I used http://gettwitterid.com/ to manually check if these Ids are working, and they are but the list is really long to check it one by one.
Is there a solution with python to split the Ids into two lists, one containing Valid Ids and the other contains the Not valid ones, thet I use the Valid list as input for logstash?
The first 10 rows of the csv file is like this :
"id"
"602169027"
"95104995"
"874339739557670912"
"2981270769"
"93054327"
"870723159011545088"
"3008493180"
"874804469082533888"
"756339889092829184"
"1077712806"
I tried this code to get tweets using Ids imported from csv, but unfortunetly it's raising 144 (Not found)
import tweepy
import pandas as pd
consumer_key = ""
consumer_secret = ""
access_token_key = "-"
access_token_secret = ""
auth = tweepy.OAuthHandler(consumer_key, consumer_secret)
auth.set_access_token(access_token_key, access_token_secret)
api = tweepy.API(auth, wait_on_rate_limit=True, wait_on_rate_limit_notify=True)

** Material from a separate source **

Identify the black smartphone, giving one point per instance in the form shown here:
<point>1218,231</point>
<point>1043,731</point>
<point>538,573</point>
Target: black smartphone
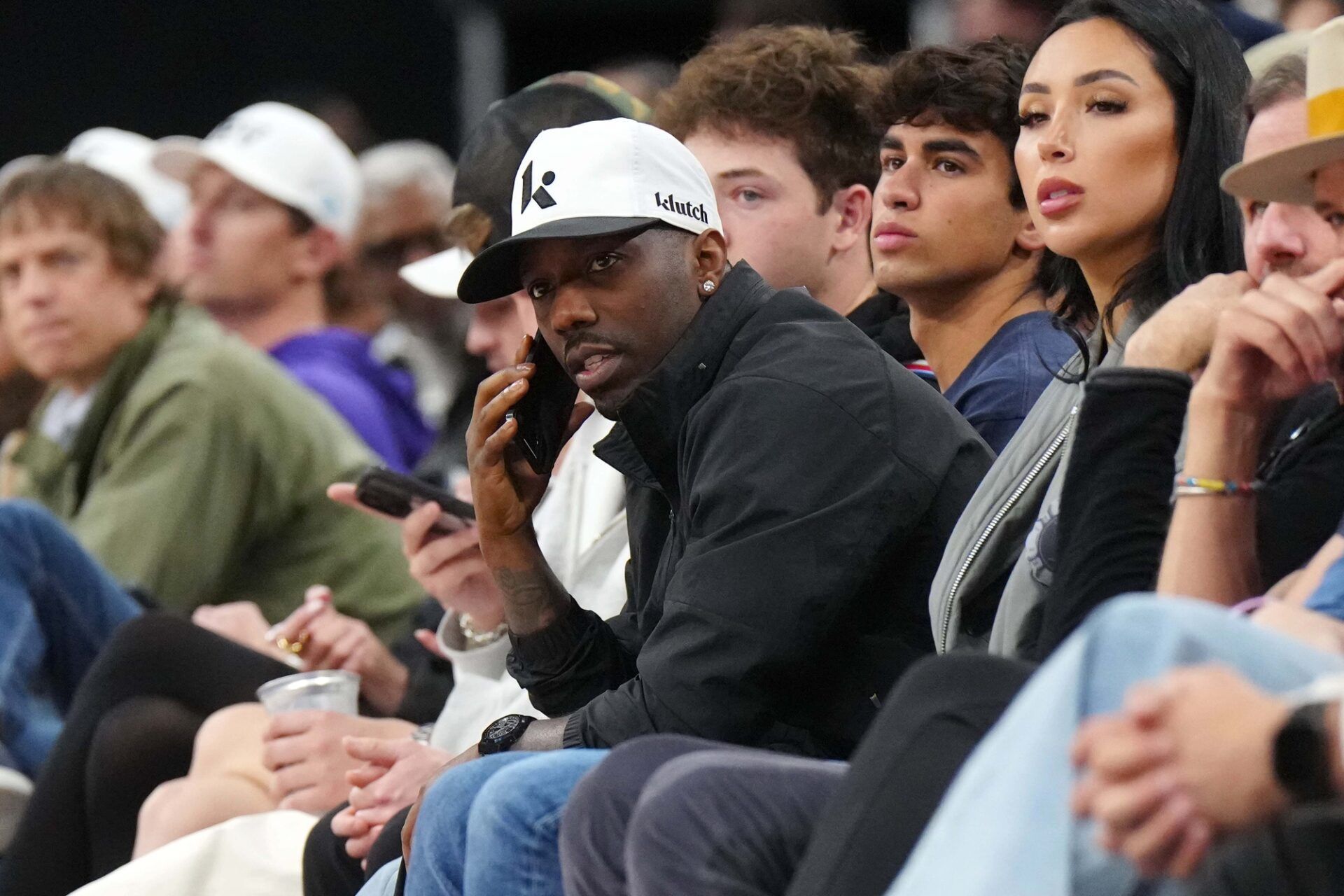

dfuids = pandas.read_csv('Uids.csv')
for index, row in dfuids.iterrows():
print row['id']
tweet = api.get_status(dfuids['id'])
importing ids from csv
Try to change your code to this:
for index, row in dfuids.iterrows():
print row['id']
tweet = api.get_status(row['id'])
To escape potential errors, you can add a try / except loop later.
I got the solution after some experiments:
dfuids = pd.read_csv('Uids.csv')
valid = []
notvalid = []
for index, row in dfuids.iterrows():
print index
x = str(row.id)
#print x , type(x)
try:
tweet = api.user_timeline(row.id)
#print "Fine :",row.id
valid.append(x)
#print x, "added to valid"
except:
#print "NotOk :",row.id
notvalid.append(x)
#print x, "added to valid"
This Part of the code was what I needed, so it loops for all the Ids, and test if that user id give us some tweets from the timeline, if correct then it's appended as string to a list called (valid) else if we have an exception for any reason then it's appended to (notvalid).
We can save this list into a dataframe and export csv :
df = pd.DataFrame(valid)
dfnotv = pd.DataFrame(notvalid)
df.to_csv('valid.csv', index=False, encoding='utf-8')
dfnotv.to_csv('notvalid.csv', index=False, encoding='utf-8')